Dante's Idea of Rome
Andreas Kablitz is a Professor at the Institute of Romance Philology at the University of Cologne, where he also directs the Petrarcha-Institute. In 1997 he was awarded the Leibniz-Preis from the Deutsche Forschungsgemeinschaft. His works include "Poetry of Self-Loss. On Canzone No. 360 (with an excursus on the history of Christian semantics of Eros)" (1998), Alphonse de Lamartines "Meditations poetiques" (1985), and Mimesis und Simulation, which he co-edited with Gerhard Neumann (1997).
In this lecture, Kablitz talks about his recently published work Poetics of Redemption: Dante's Divine Comedy (De Gruyter, 2021), which is a collection of essays on Dante that interpret his Commedia as an attempt of renewal of the Christian work of salvation by means of literature. In this view, the sacro poema responds to a historical moment of extreme danger, in which nothing less than the redemption of mankind is at stake. The degradation of the medieval Roman Empire and the rise of early capitalism in Florence entailed a pernicious moral depravation for Dante.

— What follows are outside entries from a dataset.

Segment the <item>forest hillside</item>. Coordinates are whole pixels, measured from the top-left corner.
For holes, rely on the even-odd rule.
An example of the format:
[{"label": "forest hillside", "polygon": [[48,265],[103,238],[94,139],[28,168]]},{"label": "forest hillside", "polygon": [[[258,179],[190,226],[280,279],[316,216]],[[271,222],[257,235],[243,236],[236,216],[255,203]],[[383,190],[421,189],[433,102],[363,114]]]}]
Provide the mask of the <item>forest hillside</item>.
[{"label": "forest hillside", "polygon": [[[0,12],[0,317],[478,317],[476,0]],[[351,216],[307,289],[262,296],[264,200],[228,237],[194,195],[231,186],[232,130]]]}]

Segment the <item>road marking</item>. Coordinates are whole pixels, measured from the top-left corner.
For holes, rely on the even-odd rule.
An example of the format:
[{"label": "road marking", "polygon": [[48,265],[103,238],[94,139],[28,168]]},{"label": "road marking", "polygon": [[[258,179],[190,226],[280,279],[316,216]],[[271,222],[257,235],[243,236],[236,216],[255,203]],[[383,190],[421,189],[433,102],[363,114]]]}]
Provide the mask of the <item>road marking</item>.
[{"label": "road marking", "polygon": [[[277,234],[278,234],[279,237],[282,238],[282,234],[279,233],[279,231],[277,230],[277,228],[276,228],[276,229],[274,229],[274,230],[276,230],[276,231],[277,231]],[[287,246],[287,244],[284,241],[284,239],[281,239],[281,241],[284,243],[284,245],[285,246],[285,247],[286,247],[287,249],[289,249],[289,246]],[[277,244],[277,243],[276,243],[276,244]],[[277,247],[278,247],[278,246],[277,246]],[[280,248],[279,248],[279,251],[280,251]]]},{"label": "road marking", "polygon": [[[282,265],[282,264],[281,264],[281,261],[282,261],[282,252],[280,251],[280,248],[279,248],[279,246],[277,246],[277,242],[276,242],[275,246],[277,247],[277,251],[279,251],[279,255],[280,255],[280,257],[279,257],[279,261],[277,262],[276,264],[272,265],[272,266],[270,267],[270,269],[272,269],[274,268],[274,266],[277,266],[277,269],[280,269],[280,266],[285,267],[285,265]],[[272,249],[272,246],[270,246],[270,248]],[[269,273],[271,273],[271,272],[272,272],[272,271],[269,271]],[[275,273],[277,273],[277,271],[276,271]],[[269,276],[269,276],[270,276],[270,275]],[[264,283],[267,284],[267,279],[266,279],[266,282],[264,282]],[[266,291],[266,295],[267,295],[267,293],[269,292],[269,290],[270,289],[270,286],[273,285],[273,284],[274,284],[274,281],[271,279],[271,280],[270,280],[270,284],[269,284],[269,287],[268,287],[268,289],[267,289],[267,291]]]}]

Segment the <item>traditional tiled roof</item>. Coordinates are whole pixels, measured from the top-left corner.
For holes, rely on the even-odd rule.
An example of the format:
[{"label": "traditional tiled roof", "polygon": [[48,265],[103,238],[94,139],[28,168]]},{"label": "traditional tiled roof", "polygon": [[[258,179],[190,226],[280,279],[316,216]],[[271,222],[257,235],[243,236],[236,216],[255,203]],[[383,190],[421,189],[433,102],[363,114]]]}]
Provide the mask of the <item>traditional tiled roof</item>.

These are to him nothing but a variety of symptoms of the fall of the world into its state prior to its salvation by the incarnation of Christ.
Kablitz writes about this lecture:
Dante’s idea of the Roman Empire not only provides an explanation for the - at first glance - surprisingly important role of the pagan Virgil in the Commedia, but is also a key concept for Dante’s theories of secular and salvation history.
In his prose treatises Convivio and De Monarchia Dante, heavily drawing on Aristotle, conceives of monarchy as of the best of all possible political states and the Roman Empire as its prototype. Historically it provides the necessary precondition for the Incarnation. The Comedy highlights the importance of Rome and Virgil by means of the significant correspondences in its allegorical topology: the initial forest of sins, signifying the fallen world, contrasts with earthly paradise at the summit of mount purgatory; and Virgil’s rescue of Dante from the selva oscura thus comes to anticipate the procession of the authors of the Bible in earthly Paradise. Virgil as the author of the Aeneid is thus not only a poetic model, but his genealogy of the Roman Empire is revalued as the secular counterpart of salvation history, as outlined in the Bible. The Valley of Princes (Purgatory, VII, 43-VIII, 130) can be interpreted as an ideal figuration of the Roman Empire and, as it were, the prelapsarian state of the political world. On the other hand, to attribute this eminent importance to the Roman Empire endangers the historical fortune of the project of salvation itself, the realisation of which, with the decay of the Roman Empire, seems likewise undermined.
The second part of the essay consequently deals with the problem of this decay from Virgil’s up to Dante’s times and elucidates the relevance of Redemption and Easter in this respect: they are apt to reverse and remedy the actual historical decay of the Roman Empire. This can be gleaned from the speech of Emperor Justinian, whom the wanderer meets in the Heaven of Mercury. History there is described by means of the mythical concept of permanent struggle (between Evil and Virtue). The final - and permanent - victory of God and Good is safeguarded by a specific merging of concepts: the eagle, metonymically representing the Roman Empire, is identified with the topical figural concept, according to which Christ is an eagle which brings about spiritual renewal. This identification immunizes the Roman Empire against the real decay of its power, promising its permanent regeneration from the might of faith.
At the same time this identification alters the traditional relationship between a figura and its implementum. The eagle used to be a figura of Christ, whose incarnation constituted the implementum. But in the fortune of the Roman Empire the eagle stands for a permanent condition, a transhistorically existence principle of salvation, which as such not only allows for periods of weakness, but presupposes them as a logical necessity.
Significantly enough, it is an eagle who ravishes the Dante in his dream (Purg., IX, 19-43) and carries him from the Valley of Princes to the entrance of Purgatory: this wanderer’s moral regeneration and the epic resulting from it thus very obviously play an important part in God’s plan to reinstate the ancient perfection of the Roman Empire.